Une proportion importante d’étrangers qui s’installent en Suisse finissent par repartir, révèle une étude récente de l’Office fédéral de la statistique (OFS). Les ressortissants nord-américains sont particulièrement susceptibles de quitter le pays, avec un taux de réémigration dépassant les 80 % dans les dix ans suivant leur arrivée.
L’étude de l’OFS, portant sur les arrivées de 2015, montre qu’environ 60 % des étrangers ayant immigré en Suisse ont quitté le pays d’ici fin 2024. Ce chiffre cache des disparités significatives selon l’origine géographique. Si le taux de réémigration se situe autour de 50 % pour les personnes venues d’Amérique du Sud (56,4 %), d’Asie et d’Océanie (53,2 %) et d’Afrique (60,4 %), il atteint 60 % pour les citoyens des pays européens hors Union européenne (UE) et Association européenne de libre-échange (AELE).
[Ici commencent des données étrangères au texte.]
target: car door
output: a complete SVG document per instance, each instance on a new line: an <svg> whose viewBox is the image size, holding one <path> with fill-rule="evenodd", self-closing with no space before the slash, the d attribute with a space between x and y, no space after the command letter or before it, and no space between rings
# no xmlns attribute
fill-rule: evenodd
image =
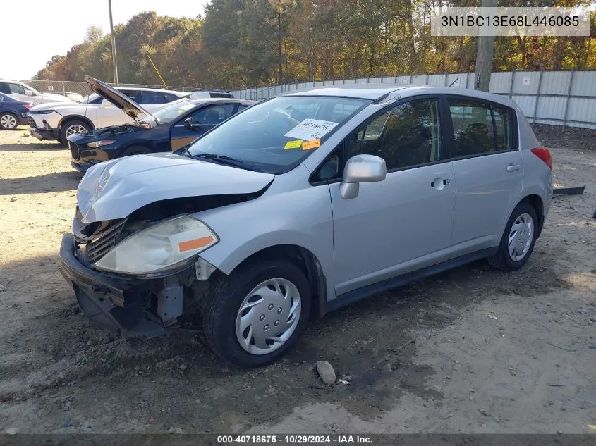
<svg viewBox="0 0 596 446"><path fill-rule="evenodd" d="M346 142L345 159L383 158L384 180L362 183L344 199L329 185L334 217L336 295L439 263L449 255L455 190L444 159L437 97L398 104Z"/></svg>
<svg viewBox="0 0 596 446"><path fill-rule="evenodd" d="M190 144L236 113L235 104L217 104L195 110L179 119L170 130L172 151ZM190 121L188 120L190 119Z"/></svg>
<svg viewBox="0 0 596 446"><path fill-rule="evenodd" d="M521 198L523 163L515 111L468 98L446 98L456 182L452 256L499 244Z"/></svg>

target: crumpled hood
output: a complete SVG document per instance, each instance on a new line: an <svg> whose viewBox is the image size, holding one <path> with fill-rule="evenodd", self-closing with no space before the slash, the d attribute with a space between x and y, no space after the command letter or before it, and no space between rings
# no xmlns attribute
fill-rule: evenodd
<svg viewBox="0 0 596 446"><path fill-rule="evenodd" d="M42 110L56 110L57 112L60 113L60 110L61 109L68 109L69 113L72 113L71 111L72 110L80 109L82 111L82 114L84 114L86 106L86 104L73 102L73 101L71 101L69 99L68 102L44 102L44 104L39 104L39 105L36 105L35 106L32 107L30 111L38 111ZM90 106L92 106L92 105L90 104Z"/></svg>
<svg viewBox="0 0 596 446"><path fill-rule="evenodd" d="M274 176L175 154L126 156L90 168L77 203L84 223L114 220L160 200L254 193Z"/></svg>
<svg viewBox="0 0 596 446"><path fill-rule="evenodd" d="M42 93L42 97L48 101L53 101L55 102L68 102L72 103L73 101L70 98L62 96L61 94L56 94L56 93Z"/></svg>

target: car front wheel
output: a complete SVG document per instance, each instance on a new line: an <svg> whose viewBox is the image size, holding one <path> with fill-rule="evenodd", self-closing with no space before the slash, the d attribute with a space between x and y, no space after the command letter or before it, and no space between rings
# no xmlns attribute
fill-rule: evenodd
<svg viewBox="0 0 596 446"><path fill-rule="evenodd" d="M537 223L534 206L528 202L518 204L507 222L499 250L487 259L491 266L508 271L521 268L534 249Z"/></svg>
<svg viewBox="0 0 596 446"><path fill-rule="evenodd" d="M18 124L16 116L13 113L4 113L0 114L0 129L13 130L16 128Z"/></svg>
<svg viewBox="0 0 596 446"><path fill-rule="evenodd" d="M63 124L60 129L60 142L63 145L68 146L68 140L67 138L69 136L75 133L87 133L88 131L89 125L82 120L78 119L69 120L65 124Z"/></svg>
<svg viewBox="0 0 596 446"><path fill-rule="evenodd" d="M216 279L205 297L203 328L223 359L243 368L275 361L296 342L310 311L310 287L288 260L243 265Z"/></svg>

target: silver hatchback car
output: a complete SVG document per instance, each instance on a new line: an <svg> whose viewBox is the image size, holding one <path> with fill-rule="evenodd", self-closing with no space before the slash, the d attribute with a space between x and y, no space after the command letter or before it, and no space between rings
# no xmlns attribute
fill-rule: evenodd
<svg viewBox="0 0 596 446"><path fill-rule="evenodd" d="M311 316L463 264L532 254L550 154L511 100L427 86L274 97L172 154L90 168L61 271L83 313L274 361Z"/></svg>

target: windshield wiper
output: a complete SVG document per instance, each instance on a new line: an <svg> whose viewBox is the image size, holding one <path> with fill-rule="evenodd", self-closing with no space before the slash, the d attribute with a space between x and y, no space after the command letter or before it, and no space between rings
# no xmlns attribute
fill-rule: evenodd
<svg viewBox="0 0 596 446"><path fill-rule="evenodd" d="M236 159L236 158L232 158L231 156L227 156L226 155L218 155L217 154L197 154L196 155L193 155L188 149L186 151L186 154L192 158L208 159L226 166L233 166L234 167L240 167L248 171L260 172L259 169L252 164Z"/></svg>
<svg viewBox="0 0 596 446"><path fill-rule="evenodd" d="M190 154L190 152L188 152ZM196 155L190 154L193 158L205 158L206 159L213 160L221 163L221 164L229 164L231 166L244 166L244 163L239 159L232 158L231 156L226 156L226 155L218 155L217 154L197 154Z"/></svg>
Les Nord-Américains se distinguent particulièrement, avec un taux de réémigration de plus de 80 %. Cette tendance s’explique en partie par les contraintes liées aux permis de séjour et de travail. Contrairement aux citoyens de l’UE et de l’AELE, les Américains et les Canadiens n’ont qu’un accès limité au marché du travail suisse, souvent soumis à des quotas et à des contrats à durée déterminée.
Liliana Azevedo, sociologue au Centre de recherche suisse sur les migrations de l’Université de Neuchâtel, souligne que « les personnes qui immigrent en Suisse ne s’installent pas nécessairement ». Elle ajoute : « Le travail est ce qui lie les gens à la Suisse. Le chômage, ou les emplois précaires ou non qualifiés, sont autant d’obstacles pour rester dans le pays plus de quelques années. »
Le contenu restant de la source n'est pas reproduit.